Mid‑funnel nurture: retarget viewers on social or search after they’ve seen your DOOH ad. Geofencing or anonymised device IDs let you show complementary messages on their phone or laptop, deepening engagement without being creepy.
Bottom‑of‑funnel close: follow up with email or paid search when they actively look for your product. A QR code on the DOOH screen can capture interest and drive them straight to your landing page. Measuring the path from screen to checkout helps refine your strategy.
4. Make measurement your ally
Even when budgets are stretched, measurement doesn’t have to be heavy.
Start with simple metrics: how many people pass the screen, how long they dwell, how many scan your QR code.
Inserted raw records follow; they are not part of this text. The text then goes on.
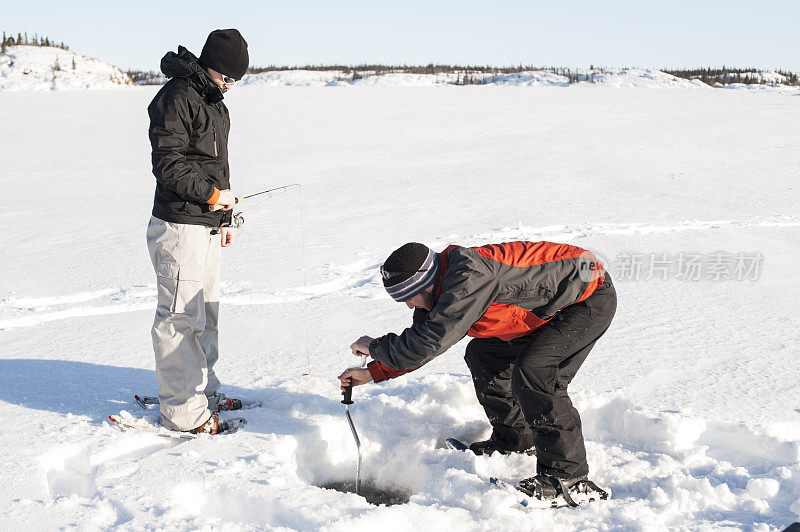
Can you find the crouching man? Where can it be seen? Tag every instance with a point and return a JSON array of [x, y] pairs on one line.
[[534, 310]]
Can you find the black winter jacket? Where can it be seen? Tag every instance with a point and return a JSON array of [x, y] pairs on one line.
[[189, 128]]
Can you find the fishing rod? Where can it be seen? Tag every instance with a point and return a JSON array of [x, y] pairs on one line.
[[237, 221], [237, 199]]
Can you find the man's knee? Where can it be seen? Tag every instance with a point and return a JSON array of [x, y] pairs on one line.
[[475, 356], [534, 389]]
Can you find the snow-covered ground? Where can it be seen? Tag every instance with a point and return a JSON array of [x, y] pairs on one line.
[[690, 402], [34, 68]]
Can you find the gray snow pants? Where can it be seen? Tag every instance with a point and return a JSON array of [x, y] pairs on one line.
[[522, 384], [186, 259]]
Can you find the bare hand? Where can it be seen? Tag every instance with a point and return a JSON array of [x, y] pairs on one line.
[[361, 346], [226, 200], [354, 377], [227, 236]]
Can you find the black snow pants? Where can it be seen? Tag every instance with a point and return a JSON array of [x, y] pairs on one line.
[[522, 384]]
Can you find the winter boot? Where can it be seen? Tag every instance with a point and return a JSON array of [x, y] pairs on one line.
[[223, 404], [209, 427]]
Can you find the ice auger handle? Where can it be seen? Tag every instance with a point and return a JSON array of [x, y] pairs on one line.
[[348, 395], [217, 207]]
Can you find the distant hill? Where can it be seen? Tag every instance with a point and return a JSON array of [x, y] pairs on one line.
[[46, 68]]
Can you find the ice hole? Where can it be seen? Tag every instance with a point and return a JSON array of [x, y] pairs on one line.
[[373, 493]]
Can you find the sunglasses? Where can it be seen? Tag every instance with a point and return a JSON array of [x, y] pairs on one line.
[[388, 275]]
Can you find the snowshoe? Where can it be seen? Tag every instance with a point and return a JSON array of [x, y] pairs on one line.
[[574, 490], [224, 403]]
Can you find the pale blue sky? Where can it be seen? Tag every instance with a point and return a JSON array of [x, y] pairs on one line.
[[676, 33]]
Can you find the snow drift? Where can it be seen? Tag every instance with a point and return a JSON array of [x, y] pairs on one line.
[[35, 68]]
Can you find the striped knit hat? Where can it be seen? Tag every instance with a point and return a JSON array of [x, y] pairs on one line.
[[409, 270]]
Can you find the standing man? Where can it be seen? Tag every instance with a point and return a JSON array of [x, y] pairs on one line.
[[191, 221], [535, 310]]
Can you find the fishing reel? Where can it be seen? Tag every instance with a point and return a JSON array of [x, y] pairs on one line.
[[238, 220]]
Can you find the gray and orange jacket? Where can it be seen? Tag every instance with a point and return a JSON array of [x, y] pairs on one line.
[[500, 291]]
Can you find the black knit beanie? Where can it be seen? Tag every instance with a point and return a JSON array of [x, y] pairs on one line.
[[226, 52], [409, 270]]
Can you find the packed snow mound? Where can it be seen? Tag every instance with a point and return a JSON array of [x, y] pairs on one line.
[[616, 77], [35, 68]]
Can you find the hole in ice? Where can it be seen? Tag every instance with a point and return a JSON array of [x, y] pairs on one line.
[[374, 494]]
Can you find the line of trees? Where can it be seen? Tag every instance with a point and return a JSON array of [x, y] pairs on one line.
[[22, 39], [727, 75], [481, 75]]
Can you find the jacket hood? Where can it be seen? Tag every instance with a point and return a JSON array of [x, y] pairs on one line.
[[184, 65]]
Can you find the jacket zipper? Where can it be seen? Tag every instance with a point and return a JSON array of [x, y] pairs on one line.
[[214, 129]]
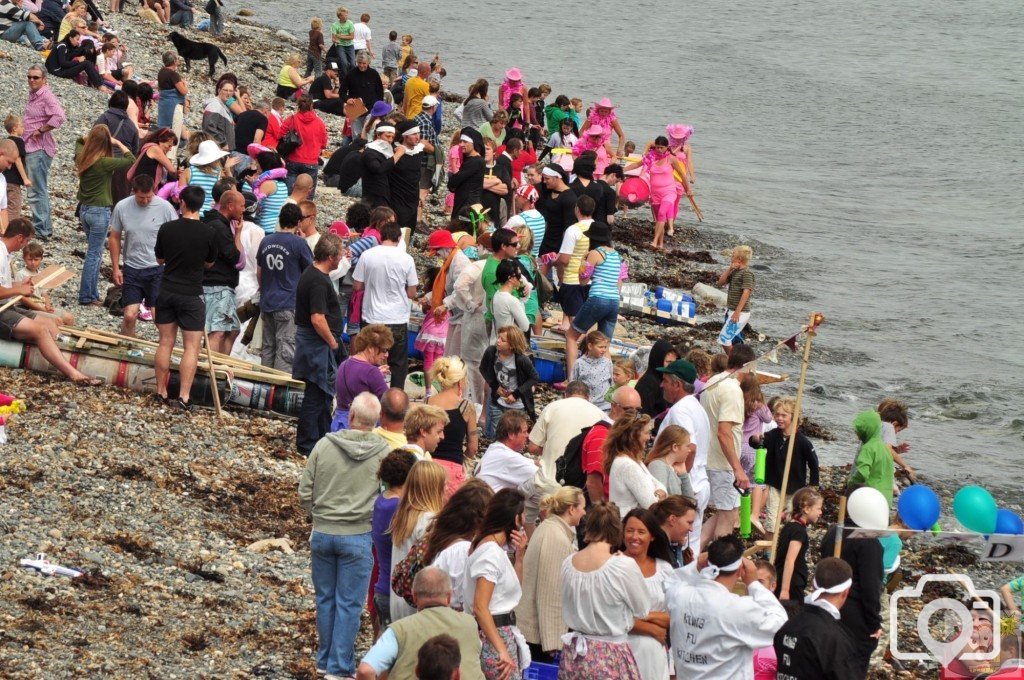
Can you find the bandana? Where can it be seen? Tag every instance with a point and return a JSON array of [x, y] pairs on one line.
[[712, 570]]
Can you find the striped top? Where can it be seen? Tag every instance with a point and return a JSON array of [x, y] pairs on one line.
[[199, 178], [604, 284], [269, 207]]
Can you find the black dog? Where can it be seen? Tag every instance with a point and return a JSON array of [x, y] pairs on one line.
[[189, 49]]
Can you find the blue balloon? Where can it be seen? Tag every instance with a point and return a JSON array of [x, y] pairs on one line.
[[919, 507], [1009, 522]]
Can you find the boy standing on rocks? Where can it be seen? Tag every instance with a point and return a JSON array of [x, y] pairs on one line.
[[740, 281]]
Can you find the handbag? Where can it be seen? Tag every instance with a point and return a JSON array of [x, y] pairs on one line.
[[288, 143], [406, 570]]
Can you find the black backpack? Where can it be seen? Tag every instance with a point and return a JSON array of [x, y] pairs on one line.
[[568, 467]]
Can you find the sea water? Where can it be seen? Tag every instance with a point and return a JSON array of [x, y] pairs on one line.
[[870, 151]]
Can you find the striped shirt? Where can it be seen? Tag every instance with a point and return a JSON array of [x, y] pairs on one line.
[[269, 208], [604, 284], [205, 180]]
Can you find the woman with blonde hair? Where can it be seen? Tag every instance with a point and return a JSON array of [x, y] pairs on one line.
[[460, 444], [290, 80], [670, 460], [630, 483], [95, 166], [540, 610], [422, 499]]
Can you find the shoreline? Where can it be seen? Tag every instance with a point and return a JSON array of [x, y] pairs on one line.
[[159, 507]]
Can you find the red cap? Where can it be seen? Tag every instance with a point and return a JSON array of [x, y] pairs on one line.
[[440, 239]]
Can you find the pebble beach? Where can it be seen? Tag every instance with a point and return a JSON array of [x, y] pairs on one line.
[[161, 509]]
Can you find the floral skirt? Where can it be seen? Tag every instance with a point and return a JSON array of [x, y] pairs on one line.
[[602, 660], [489, 657]]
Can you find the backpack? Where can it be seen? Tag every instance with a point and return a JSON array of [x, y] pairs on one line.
[[568, 467]]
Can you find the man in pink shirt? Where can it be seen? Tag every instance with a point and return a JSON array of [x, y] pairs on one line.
[[43, 114]]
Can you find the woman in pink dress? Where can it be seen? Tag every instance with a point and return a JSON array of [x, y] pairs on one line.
[[602, 115], [662, 167]]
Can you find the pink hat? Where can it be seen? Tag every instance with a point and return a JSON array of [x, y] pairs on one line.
[[340, 228], [679, 131], [527, 192]]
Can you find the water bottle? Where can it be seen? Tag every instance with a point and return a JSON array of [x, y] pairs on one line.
[[761, 457], [744, 515]]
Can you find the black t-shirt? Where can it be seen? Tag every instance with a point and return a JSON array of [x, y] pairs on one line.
[[167, 79], [245, 128], [11, 174], [185, 246], [315, 295], [559, 213], [793, 532], [317, 87]]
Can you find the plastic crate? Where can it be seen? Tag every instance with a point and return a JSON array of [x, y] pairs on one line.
[[538, 671]]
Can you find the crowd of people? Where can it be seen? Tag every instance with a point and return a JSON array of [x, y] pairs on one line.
[[595, 533]]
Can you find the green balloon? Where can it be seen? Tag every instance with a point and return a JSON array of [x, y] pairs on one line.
[[976, 509]]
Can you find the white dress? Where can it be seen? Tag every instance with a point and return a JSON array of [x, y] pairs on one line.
[[652, 657], [399, 607]]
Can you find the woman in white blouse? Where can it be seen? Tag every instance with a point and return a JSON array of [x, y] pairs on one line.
[[422, 498], [630, 482], [452, 530], [603, 594], [646, 544], [492, 585]]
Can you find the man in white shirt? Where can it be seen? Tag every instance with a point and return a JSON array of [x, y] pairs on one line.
[[559, 422], [503, 465], [677, 386], [722, 399], [715, 632], [388, 277]]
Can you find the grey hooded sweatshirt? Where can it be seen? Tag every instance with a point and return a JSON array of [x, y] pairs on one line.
[[339, 484]]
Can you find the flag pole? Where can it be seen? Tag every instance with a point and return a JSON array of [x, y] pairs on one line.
[[816, 320]]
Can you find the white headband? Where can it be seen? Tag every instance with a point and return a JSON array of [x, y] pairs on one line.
[[712, 570], [835, 590]]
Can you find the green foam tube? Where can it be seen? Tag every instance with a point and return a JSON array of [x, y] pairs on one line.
[[761, 456], [744, 515]]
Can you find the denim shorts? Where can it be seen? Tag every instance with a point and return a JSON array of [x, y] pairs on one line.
[[221, 310], [141, 285]]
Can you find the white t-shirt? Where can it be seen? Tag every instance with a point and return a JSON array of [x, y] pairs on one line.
[[723, 404], [386, 271], [452, 560], [503, 468], [492, 562], [689, 415], [360, 34], [559, 422]]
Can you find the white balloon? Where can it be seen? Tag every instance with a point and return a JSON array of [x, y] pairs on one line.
[[868, 508]]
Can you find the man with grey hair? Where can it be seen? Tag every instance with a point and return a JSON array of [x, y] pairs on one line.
[[677, 386], [338, 489], [396, 650], [317, 342], [43, 114]]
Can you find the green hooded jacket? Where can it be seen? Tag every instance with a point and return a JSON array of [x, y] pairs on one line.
[[875, 465]]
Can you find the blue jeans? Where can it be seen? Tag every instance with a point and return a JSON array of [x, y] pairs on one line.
[[95, 221], [20, 30], [341, 566], [296, 169], [37, 165], [603, 311]]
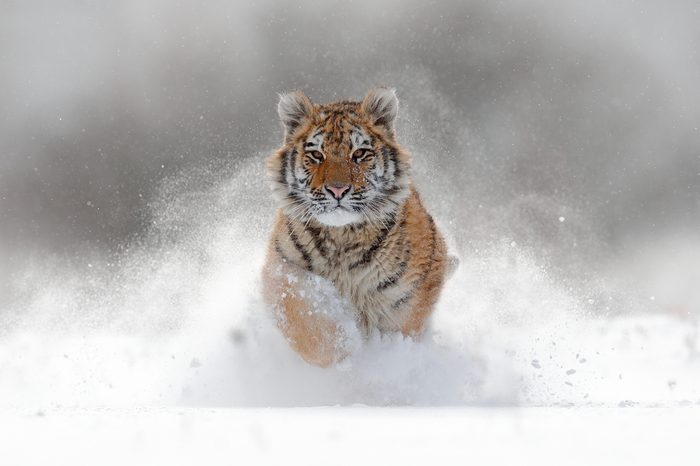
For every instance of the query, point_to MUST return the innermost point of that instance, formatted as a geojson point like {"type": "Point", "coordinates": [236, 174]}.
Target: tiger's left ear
{"type": "Point", "coordinates": [382, 106]}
Layer in brand lift surveys to see if people recall your message.
Over time, use anonymised mobile data to estimate footfall uplifts or website visits.
Programmatic DOOH allows you to test and optimise quickly - if a message isn’t resonating, switch it out.
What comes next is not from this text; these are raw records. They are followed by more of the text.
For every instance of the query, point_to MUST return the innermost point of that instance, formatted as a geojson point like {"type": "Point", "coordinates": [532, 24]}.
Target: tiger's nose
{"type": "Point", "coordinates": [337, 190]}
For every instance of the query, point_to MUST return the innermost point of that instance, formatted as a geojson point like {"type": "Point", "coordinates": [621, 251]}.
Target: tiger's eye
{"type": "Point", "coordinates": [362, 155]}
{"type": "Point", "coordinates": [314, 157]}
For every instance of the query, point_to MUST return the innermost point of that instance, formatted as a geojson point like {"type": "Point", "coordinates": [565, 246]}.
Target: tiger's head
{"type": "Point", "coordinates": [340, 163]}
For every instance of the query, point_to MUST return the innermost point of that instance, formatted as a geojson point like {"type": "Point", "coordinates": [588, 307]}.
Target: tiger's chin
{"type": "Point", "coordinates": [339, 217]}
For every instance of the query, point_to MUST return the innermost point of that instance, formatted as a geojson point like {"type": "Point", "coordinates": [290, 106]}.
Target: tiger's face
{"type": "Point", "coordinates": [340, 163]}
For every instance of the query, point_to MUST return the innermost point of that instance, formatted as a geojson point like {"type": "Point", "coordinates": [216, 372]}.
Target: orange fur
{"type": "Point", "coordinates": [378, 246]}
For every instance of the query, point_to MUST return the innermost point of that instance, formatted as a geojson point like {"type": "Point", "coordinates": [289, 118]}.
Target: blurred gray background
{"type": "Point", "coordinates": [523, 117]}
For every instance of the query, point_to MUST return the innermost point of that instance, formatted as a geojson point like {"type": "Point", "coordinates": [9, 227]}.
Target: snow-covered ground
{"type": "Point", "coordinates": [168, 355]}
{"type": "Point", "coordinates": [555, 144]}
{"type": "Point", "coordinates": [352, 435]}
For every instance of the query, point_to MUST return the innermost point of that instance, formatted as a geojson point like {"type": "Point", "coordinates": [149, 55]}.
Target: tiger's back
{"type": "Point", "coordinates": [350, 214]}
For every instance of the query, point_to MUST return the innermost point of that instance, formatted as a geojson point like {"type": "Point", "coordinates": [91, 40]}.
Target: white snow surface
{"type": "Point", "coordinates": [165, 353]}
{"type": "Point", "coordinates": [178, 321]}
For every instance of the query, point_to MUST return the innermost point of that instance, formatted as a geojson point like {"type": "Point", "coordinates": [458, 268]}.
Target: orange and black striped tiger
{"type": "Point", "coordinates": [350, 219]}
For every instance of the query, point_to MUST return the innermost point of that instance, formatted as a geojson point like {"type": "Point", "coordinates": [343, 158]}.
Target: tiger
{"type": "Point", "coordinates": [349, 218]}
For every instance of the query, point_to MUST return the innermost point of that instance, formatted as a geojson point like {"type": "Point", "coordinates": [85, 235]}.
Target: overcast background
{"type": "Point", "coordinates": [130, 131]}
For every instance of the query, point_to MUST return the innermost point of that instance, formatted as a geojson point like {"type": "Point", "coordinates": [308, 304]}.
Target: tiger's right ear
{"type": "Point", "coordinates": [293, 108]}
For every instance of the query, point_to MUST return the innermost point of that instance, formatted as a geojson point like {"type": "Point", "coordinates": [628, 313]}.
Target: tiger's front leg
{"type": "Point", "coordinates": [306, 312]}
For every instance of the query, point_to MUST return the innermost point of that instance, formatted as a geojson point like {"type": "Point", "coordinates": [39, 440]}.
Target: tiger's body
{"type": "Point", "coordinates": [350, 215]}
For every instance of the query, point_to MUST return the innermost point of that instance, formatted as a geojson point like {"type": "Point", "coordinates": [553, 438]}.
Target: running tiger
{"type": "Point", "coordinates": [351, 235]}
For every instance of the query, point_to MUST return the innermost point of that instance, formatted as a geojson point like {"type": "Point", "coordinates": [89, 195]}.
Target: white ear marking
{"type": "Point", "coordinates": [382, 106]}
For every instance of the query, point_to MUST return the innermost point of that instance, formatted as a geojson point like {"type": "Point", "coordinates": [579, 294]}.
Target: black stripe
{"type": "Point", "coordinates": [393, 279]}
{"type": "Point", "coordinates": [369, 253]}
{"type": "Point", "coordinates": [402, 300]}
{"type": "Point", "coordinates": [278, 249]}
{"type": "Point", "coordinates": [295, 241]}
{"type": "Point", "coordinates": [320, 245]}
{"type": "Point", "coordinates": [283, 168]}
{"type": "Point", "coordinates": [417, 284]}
5. Embrace creative elasticity
Thirty seconds in a lift lobby is enough to tell a story, but not if your ad is crammed with text.
Keep visuals bold and copy minimal.
Use animation subtly to draw the eye.
Develop a few core templates that you can swap out by day or region.
Use icons and colour to signal urgency - like a countdown for pre‑order deadlines - or warmth for family‑oriented offers.
This is your canvas; treat it as such.
The business case: why DOOH + paid media is the winning combination
There’s a reason industry watchers expect DOOH to grow strongly over the next few years and for programmatic DOOH to account for more than a third of campaigns by 2027.
But numbers only tell part of the story. The true value lies in how DOOH complements your other channels:
Trust and familiarity: in a world of scepticism toward social media, the permanence of an on‑site screen conveys authenticity. People recognise the screens as part of their building’s information system; your ad benefits from that halo.
Attention and recall: people can’t skip a lobby screen like they skip ads online. When consumers see your message repeatedly in a calm environment, they remember it.
Privacy compliance: DOOH relies on location and environmental cues rather than personal data. As privacy rules tighten, this matters.
Cost efficiency: with programmatic buying, you can start small and scale what works. You avoid paying for impressions that don’t deliver; instead, you invest in dwell‑time environments where the odds of conversion are higher.
Near the end of the campaign, numbers can reinforce your case.
Wrapping up: moving from noise to nuance
As the cost‑of‑living crisis stretches into another Christmas, brands must speak to consumers with empathy and intelligence.
Generic noise will be tuned out.
The winners will be those who understand the rhythms of daily life - who meet people in their homes and workplaces, who recognise the difference between a Monday commute and a Friday night and who marry creativity with timing.
Indoor DOOH is not a panacea, but it is a uniquely powerful tool when integrated thoughtfully into your media mix.
It offers trust without intrusion, attention without annoyance and flexibility without waste.
It’s the perfect complement to paid media during a season when budgets are scrutinised but the desire to connect is as strong as ever.
If there’s one takeaway for brand leaders and agencies, it’s this: get local.
Your audience is at home, at work, in their lifts and foyers.
Speak to them there.
Amplify the message online.
And above all, remember that value isn’t just about price - it’s about meaning.
This Christmas, let your advertising reflect that.